枚举\(\max(i,j)\)，式子变为：\(2\sum_{i=1}^ni\sum_{j=1}^i\sigma_1(ij)-\sum_{i=1}^ni\sigma_1(i^2)\)

这里不加证明地给出结论：\(\sigma_1^k(ij)=\sum_{p|i}\sum_{q|j}(p\frac{j}{q})^k[\gcd(p,q)=1]\)

先看右边部分，可以线性筛\(\sigma_1(n^2)\)。

（筛约数个数和的方法：\(\sigma_1(n=\prod_{i=1}^mp_i^{e_i})=\prod_{i=1}^m(1+p_i+\cdots+p_i^{e_i})\)，筛平方的约数个数和类似，事实上任意\(k\)次方的都能筛）

或者也可以推式子：

\(\sum_{i=1}^ni\sigma_1(i^2)\)

\(=\sum_{i=1}^ni\sum_{p|i}\sum_{q|i}p\frac iq\sum_{d|p,d|q}\mu(d)\)

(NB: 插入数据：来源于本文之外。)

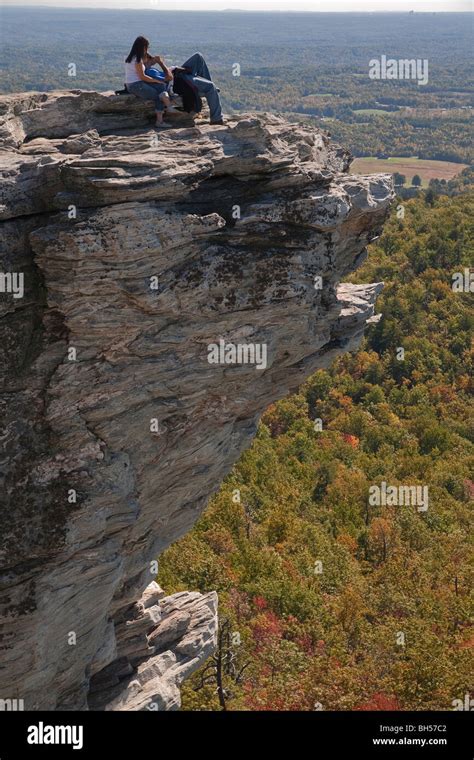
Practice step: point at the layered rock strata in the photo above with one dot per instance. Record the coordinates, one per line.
(126, 256)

\(=\sum_{i=1}^ni\sum_{p|i}\sum_{q|i}p\frac iq\sum_{d|p,d|q}\mu(d)\)

\(=\sum_{i=1}^ni\sum_{d|i}\mu(d)\sum_{d|p}^ip\sum_{d|q}^i\frac iq\)

\(=\sum_{i=1}^ni\sum_{d|i}\mu(d)\sum_{p|\frac id}^idp\sum_{q|\frac id}^i\frac i{dq}\)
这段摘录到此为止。